Volksmusik-Happening in Au:Gute Stube der Freiluftmusik

Volksmusik-Happening in Au: Das jüngste Mitglied der sechs Lustigen Fünf durfte bei seinem Auftritt beim Dellnhauser Volksmusikfest im Sitzen spielen.

Das jüngste Mitglied der sechs Lustigen Fünf durfte bei seinem Auftritt beim Dellnhauser Volksmusikfest im Sitzen spielen.

Beim achten Dellnhauser Volksmusikfest erleben mehr als 25 000 Besucher ein Festival der bayerischen Lebensart. Zur frohsinnigen Atmosphäre des Festes tragen die vielen improvisierten Auftritte abseits der Bühnen bei.

Von Christoph Dorner, Au

Musikfestivals werden immer beliebter. Die unweigerliche Trennung zwischen den Stars auf der Bühne und in abgeschirmten Backstage-Bereichen und dem einfachen Publikum, dass sich in der Hitze und im Staub die Beine in den Bauch steht, vermag ein Festival für junge Leute meist nicht aufzulösen. Das Dellnhauser Volksmusikfest, das von Mittwoch bis Sonntag bei hochsommerlichen Temperaturen 70 Musikgruppen und mehr als 25 000 Besucher aus ganz Bayern nach Au in die Hallertau lockte, ist da anders.

Denn es ist im besten Sinne volkstümlich.

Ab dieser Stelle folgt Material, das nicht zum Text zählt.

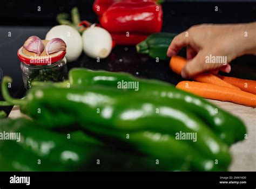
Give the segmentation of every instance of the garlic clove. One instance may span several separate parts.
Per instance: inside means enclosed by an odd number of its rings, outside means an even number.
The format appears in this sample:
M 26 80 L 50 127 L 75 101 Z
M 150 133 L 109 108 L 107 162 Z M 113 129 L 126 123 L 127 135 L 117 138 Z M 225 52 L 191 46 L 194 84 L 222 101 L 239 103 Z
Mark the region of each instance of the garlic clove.
M 64 40 L 60 38 L 53 38 L 47 43 L 45 52 L 49 55 L 57 52 L 65 51 L 66 48 L 66 45 Z
M 40 55 L 44 51 L 44 45 L 39 37 L 33 36 L 25 41 L 23 47 L 28 51 L 33 52 Z

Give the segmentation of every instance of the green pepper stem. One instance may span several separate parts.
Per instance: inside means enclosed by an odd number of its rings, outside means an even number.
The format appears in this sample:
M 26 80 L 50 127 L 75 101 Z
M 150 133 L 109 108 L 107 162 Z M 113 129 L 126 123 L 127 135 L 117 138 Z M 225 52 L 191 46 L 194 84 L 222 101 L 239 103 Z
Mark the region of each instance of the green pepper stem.
M 5 117 L 6 116 L 6 114 L 4 111 L 0 111 L 0 118 Z
M 75 25 L 78 25 L 81 22 L 80 20 L 80 14 L 77 7 L 74 7 L 71 10 L 71 19 L 73 24 Z
M 24 99 L 15 99 L 12 98 L 9 94 L 8 91 L 8 83 L 11 83 L 12 79 L 8 76 L 4 76 L 2 82 L 2 94 L 4 100 L 12 105 L 23 106 L 26 103 Z
M 74 27 L 74 25 L 72 22 L 68 20 L 69 16 L 66 13 L 61 13 L 57 16 L 56 20 L 60 24 L 68 25 L 72 27 Z
M 0 106 L 9 106 L 12 105 L 14 104 L 6 101 L 0 101 Z
M 146 39 L 136 45 L 136 50 L 139 53 L 149 53 L 149 46 L 147 45 Z

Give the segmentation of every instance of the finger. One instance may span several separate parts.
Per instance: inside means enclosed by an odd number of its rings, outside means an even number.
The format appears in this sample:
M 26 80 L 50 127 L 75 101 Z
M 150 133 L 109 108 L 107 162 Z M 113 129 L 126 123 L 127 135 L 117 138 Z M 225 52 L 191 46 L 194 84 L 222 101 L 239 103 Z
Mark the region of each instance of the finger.
M 187 47 L 187 60 L 189 60 L 197 55 L 197 52 L 191 46 L 188 45 Z
M 192 59 L 188 60 L 183 67 L 181 76 L 183 78 L 190 78 L 204 71 L 205 55 L 203 51 L 199 51 Z
M 230 64 L 221 67 L 219 70 L 223 72 L 230 73 L 231 71 L 231 66 Z
M 183 32 L 173 38 L 171 43 L 168 50 L 167 51 L 167 55 L 170 57 L 173 55 L 177 54 L 180 48 L 188 45 L 188 37 L 186 35 L 185 32 Z

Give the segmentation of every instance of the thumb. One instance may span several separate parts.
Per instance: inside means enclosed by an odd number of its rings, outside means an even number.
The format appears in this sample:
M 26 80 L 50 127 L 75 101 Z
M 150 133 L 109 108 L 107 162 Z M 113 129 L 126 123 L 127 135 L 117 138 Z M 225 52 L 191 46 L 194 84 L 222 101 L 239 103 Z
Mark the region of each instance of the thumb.
M 190 78 L 204 71 L 205 63 L 205 55 L 203 51 L 199 51 L 194 58 L 187 61 L 187 64 L 181 71 L 181 76 L 183 78 Z

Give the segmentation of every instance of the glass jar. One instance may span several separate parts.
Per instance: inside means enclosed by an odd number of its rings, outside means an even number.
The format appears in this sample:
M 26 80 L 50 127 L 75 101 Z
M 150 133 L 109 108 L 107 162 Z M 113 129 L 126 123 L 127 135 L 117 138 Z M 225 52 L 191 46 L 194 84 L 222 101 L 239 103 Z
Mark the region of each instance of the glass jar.
M 33 81 L 63 81 L 68 75 L 65 51 L 52 56 L 28 57 L 18 51 L 21 60 L 22 77 L 26 89 L 31 87 Z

Die Musiker kommen in Au aus dem Publikum und mischen sich nach ihren Auftritten am Wochenende auf den fünf Bühnen wieder gut gelaunt unter die Leute. Oder sie musizieren gleich inmitten der Biertische im Bierzelt am Marktplatz wie etwa die Blasmusik Hohenkammer. Wie man Volksmusik inszeniert, ohne ständig "ein Prosit der Gemütlichkeit anzustimmen", haben die meisten der Gruppen in Au verstanden. Darum ist das Volksmusikfest mit einem oft etwas steifen Altstadtfest nicht vergleichbar. Es ist vielmehr ein gemütliches und frohsinniges Happening der bayerischen Lebensart in einer überdimensionalen Freiluftmusikstube, bei dem auch abseits der Bühnen viel passiert.

Am Straßenrand trötet ein kleiner Bub die Nationalhymne, nebenan trällern ein paar Burschen Gstanzl

Da spielt also am Samstagnachmittag, quasi zwischen zwei Schluck Bier, eine Blaskapelle mit hochroten Köpfen im Biergarten im Gasthaus Bergsteffl. Auf einer Bierbank vor dem Gasthof Rosenwirt singt das Oberaudorfer Musikkabarett-Duo Mare & Miche zwischen zwei Auftritten einfach so für die Passanten. Auch die Herrschaften des Fördervereins für baierische Sprache und Dialekte haben sich an ihrem Stand vor der Schlossbrauerei am Nachmittag warmgesungen und wollen gar nicht mehr aufhören. Ein paar Burschen trällern derweil an einem Marktstand mit Musikinstrumenten in fast schon übertriebener Feinfühligkeit Gstanzl und bekommen als Dank einen Gläschen Schnaps. Am Straßenrand ein paar hundert Meter weiter trötet ein kleiner Bub in Tracht auf seiner Trompete die Nationalhymne. Er weiß am Ende gar nicht mehr, wohin mit dem ganzen Kleingeld, dass ihm Passanten in seinen Koffer werfen.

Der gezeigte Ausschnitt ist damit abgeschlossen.